Faster Implicit update
jdonners opened this issue · 1 comments
jdonners commented
Massimiliano Fatica (NVIDIA) wrote:
While I was adding the GPU path to the Implicit update routines, I found a good improvement (2x-3x) for the CPU code with a better use of the dgttrs call.
Basically, after the dgttrf call, instead of solving each vertical line:
do ic=xstart(3),xend(3)
do jc=xstart(2),xend(2)
! Normalize RHS of equation
fkl(1)= real(0.,fp_kind)
do kc=2,nxm
ackl_b=real(1.0,fp_kind)/(real(1.0,fp_kind)-ac3ssk(kc)*betadx)
fkl(kc)=rhs(kc,jc,ic)*ackl_b
end do
fkl(nx)= real(0.,fp_kind)
! Solve equation using LAPACK library
call dgttrs('N',nx,1,amkT,ackT,apkT,appk,ipkv,fkl,nx,info)

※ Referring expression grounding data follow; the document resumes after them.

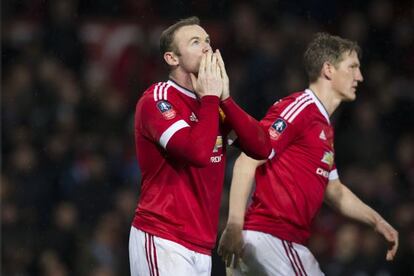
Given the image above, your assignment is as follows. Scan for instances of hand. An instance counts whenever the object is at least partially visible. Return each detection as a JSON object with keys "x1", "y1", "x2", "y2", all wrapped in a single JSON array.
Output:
[
  {"x1": 216, "y1": 49, "x2": 230, "y2": 100},
  {"x1": 190, "y1": 52, "x2": 223, "y2": 98},
  {"x1": 218, "y1": 224, "x2": 244, "y2": 268},
  {"x1": 374, "y1": 218, "x2": 399, "y2": 261}
]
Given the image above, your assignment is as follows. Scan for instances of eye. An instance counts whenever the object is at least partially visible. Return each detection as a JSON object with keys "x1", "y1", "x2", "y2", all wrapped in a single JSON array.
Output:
[
  {"x1": 205, "y1": 38, "x2": 211, "y2": 44},
  {"x1": 192, "y1": 39, "x2": 200, "y2": 45}
]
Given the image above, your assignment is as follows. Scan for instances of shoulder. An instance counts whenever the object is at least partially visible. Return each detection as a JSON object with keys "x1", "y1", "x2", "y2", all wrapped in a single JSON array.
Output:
[
  {"x1": 138, "y1": 81, "x2": 180, "y2": 106},
  {"x1": 141, "y1": 81, "x2": 177, "y2": 101},
  {"x1": 136, "y1": 82, "x2": 180, "y2": 117},
  {"x1": 267, "y1": 91, "x2": 317, "y2": 124}
]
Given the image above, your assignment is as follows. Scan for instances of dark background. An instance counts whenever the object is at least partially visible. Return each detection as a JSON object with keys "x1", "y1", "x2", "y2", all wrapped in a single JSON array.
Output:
[{"x1": 2, "y1": 0, "x2": 413, "y2": 275}]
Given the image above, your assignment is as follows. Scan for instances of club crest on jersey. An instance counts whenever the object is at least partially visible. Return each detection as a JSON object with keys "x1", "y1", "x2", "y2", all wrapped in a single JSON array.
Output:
[
  {"x1": 213, "y1": 136, "x2": 223, "y2": 153},
  {"x1": 156, "y1": 101, "x2": 176, "y2": 120},
  {"x1": 269, "y1": 118, "x2": 287, "y2": 140},
  {"x1": 321, "y1": 151, "x2": 334, "y2": 168}
]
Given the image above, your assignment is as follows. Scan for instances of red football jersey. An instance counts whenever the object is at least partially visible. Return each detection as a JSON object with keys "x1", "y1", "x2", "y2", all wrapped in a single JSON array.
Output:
[
  {"x1": 132, "y1": 80, "x2": 230, "y2": 255},
  {"x1": 244, "y1": 89, "x2": 338, "y2": 245}
]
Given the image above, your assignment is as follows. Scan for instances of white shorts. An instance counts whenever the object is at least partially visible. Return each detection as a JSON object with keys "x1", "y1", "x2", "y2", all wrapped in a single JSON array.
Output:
[
  {"x1": 233, "y1": 230, "x2": 324, "y2": 276},
  {"x1": 129, "y1": 227, "x2": 211, "y2": 276}
]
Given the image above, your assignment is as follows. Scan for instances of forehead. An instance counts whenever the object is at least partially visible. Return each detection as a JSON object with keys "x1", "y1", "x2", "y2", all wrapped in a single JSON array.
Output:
[
  {"x1": 174, "y1": 25, "x2": 209, "y2": 43},
  {"x1": 339, "y1": 50, "x2": 360, "y2": 65}
]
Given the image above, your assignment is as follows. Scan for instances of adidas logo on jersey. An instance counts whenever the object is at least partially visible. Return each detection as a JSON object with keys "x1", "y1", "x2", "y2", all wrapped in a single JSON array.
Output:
[
  {"x1": 190, "y1": 112, "x2": 198, "y2": 122},
  {"x1": 319, "y1": 130, "x2": 326, "y2": 140}
]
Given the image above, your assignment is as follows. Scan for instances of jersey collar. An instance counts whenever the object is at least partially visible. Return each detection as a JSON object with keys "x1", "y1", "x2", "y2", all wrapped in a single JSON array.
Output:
[
  {"x1": 167, "y1": 79, "x2": 197, "y2": 99},
  {"x1": 305, "y1": 89, "x2": 330, "y2": 124}
]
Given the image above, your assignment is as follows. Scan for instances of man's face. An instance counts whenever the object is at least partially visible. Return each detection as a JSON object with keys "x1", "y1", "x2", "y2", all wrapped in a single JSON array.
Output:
[
  {"x1": 172, "y1": 25, "x2": 212, "y2": 74},
  {"x1": 331, "y1": 51, "x2": 364, "y2": 101}
]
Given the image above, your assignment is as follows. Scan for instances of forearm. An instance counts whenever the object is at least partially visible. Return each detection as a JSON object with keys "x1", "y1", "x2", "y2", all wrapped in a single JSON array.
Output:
[
  {"x1": 220, "y1": 97, "x2": 272, "y2": 160},
  {"x1": 325, "y1": 180, "x2": 382, "y2": 227},
  {"x1": 227, "y1": 153, "x2": 264, "y2": 226},
  {"x1": 166, "y1": 96, "x2": 220, "y2": 167}
]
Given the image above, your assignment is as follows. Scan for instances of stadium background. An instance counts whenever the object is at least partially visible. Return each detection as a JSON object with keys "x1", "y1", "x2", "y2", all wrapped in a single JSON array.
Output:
[{"x1": 1, "y1": 0, "x2": 413, "y2": 275}]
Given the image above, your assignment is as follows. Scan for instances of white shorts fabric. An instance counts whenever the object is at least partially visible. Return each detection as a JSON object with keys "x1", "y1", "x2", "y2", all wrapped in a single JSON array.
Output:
[
  {"x1": 233, "y1": 230, "x2": 324, "y2": 276},
  {"x1": 129, "y1": 227, "x2": 211, "y2": 276}
]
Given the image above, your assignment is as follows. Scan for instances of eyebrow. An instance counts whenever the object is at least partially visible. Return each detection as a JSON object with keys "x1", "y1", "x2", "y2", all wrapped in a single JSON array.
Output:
[{"x1": 189, "y1": 36, "x2": 210, "y2": 41}]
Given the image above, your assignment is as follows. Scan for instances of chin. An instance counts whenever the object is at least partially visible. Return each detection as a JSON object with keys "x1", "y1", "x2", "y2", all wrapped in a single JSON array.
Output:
[
  {"x1": 342, "y1": 92, "x2": 356, "y2": 102},
  {"x1": 346, "y1": 94, "x2": 357, "y2": 102}
]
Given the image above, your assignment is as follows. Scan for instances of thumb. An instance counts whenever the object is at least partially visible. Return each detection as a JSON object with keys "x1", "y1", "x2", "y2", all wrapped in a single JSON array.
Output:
[{"x1": 190, "y1": 73, "x2": 197, "y2": 91}]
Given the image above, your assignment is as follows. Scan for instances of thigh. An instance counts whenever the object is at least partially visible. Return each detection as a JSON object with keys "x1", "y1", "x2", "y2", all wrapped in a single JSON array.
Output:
[
  {"x1": 129, "y1": 227, "x2": 210, "y2": 276},
  {"x1": 234, "y1": 230, "x2": 324, "y2": 276}
]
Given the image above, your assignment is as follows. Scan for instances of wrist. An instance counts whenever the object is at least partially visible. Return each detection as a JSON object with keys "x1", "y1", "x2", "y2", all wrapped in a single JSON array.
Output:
[
  {"x1": 226, "y1": 215, "x2": 244, "y2": 228},
  {"x1": 200, "y1": 95, "x2": 220, "y2": 104},
  {"x1": 221, "y1": 95, "x2": 231, "y2": 102}
]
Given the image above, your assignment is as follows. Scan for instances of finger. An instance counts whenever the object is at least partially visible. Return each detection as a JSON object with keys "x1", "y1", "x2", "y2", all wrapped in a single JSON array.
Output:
[
  {"x1": 225, "y1": 254, "x2": 233, "y2": 268},
  {"x1": 212, "y1": 53, "x2": 218, "y2": 76},
  {"x1": 205, "y1": 51, "x2": 212, "y2": 75},
  {"x1": 233, "y1": 254, "x2": 240, "y2": 267},
  {"x1": 216, "y1": 49, "x2": 227, "y2": 76},
  {"x1": 217, "y1": 244, "x2": 223, "y2": 256},
  {"x1": 217, "y1": 64, "x2": 221, "y2": 79},
  {"x1": 198, "y1": 53, "x2": 206, "y2": 78},
  {"x1": 212, "y1": 52, "x2": 217, "y2": 66},
  {"x1": 385, "y1": 234, "x2": 398, "y2": 261}
]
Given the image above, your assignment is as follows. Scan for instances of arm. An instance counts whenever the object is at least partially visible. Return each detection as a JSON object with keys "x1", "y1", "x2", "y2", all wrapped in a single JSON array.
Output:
[
  {"x1": 218, "y1": 153, "x2": 266, "y2": 266},
  {"x1": 325, "y1": 179, "x2": 399, "y2": 261},
  {"x1": 216, "y1": 50, "x2": 272, "y2": 160},
  {"x1": 220, "y1": 98, "x2": 272, "y2": 160},
  {"x1": 166, "y1": 96, "x2": 220, "y2": 167}
]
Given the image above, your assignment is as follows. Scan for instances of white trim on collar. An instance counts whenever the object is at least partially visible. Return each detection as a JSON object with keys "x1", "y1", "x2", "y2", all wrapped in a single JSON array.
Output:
[
  {"x1": 305, "y1": 89, "x2": 330, "y2": 124},
  {"x1": 167, "y1": 80, "x2": 197, "y2": 99}
]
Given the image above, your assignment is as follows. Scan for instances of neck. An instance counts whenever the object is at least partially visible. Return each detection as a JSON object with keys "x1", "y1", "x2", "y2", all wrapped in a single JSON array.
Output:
[
  {"x1": 169, "y1": 69, "x2": 195, "y2": 92},
  {"x1": 309, "y1": 81, "x2": 342, "y2": 117}
]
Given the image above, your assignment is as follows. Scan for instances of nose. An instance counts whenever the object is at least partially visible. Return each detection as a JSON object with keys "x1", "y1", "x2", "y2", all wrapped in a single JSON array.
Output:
[
  {"x1": 202, "y1": 42, "x2": 212, "y2": 53},
  {"x1": 356, "y1": 68, "x2": 364, "y2": 82}
]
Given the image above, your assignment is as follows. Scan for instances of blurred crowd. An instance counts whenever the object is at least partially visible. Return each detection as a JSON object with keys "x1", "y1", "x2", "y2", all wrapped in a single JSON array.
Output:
[{"x1": 1, "y1": 0, "x2": 413, "y2": 275}]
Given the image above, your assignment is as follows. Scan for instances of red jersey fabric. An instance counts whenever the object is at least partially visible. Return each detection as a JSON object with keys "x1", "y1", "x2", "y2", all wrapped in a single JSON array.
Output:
[{"x1": 244, "y1": 89, "x2": 338, "y2": 245}]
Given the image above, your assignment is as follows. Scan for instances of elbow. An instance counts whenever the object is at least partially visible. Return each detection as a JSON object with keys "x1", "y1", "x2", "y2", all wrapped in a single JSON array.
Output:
[
  {"x1": 239, "y1": 133, "x2": 272, "y2": 160},
  {"x1": 243, "y1": 145, "x2": 272, "y2": 160}
]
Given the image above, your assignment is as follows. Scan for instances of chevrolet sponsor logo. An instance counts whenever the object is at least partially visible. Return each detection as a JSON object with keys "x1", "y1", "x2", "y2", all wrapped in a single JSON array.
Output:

! Update temperature field
do kc=2,nxm
temp(kc,jc,ic) = temp(kc,jc,ic) + fkl(kc)
end do
enddo
end do
you can solve all of them together
nrhs=(xend(3)-xstart(3)+1)*(xend(2)-xstart(2)+1)
! Normalize RHS (but this should be moved in the main loop of the corresponding ImplicitUpdate
do ic=xstart(3),xend(3)
do jc=xstart(2),xend(2)
do kc=2,nxm
ackl_b=real(1.0,fp_kind)/(real(1.0,fp_kind)-ac3ssk(kc)*betadx)
rhs(kc,jc,ic)=rhs(kc,jc,ic)*ackl_b
end do
end do
end do
call dgttrs('N',nx,nrhs,amkT,ackT,apkT,appk,ipkv,rhs,nx,info)
! You can also add OpenMP directives on these loops
do ic=xstart(3),xend(3)
do jc=xstart(2),xend(2)
do kc=2,nxm
temp(kc,jc,ic)=temp(kc,jc,ic) + rhs(kc,jc,ic)
end do
end do
end do
stevensrjam commented
Committed in commit 294.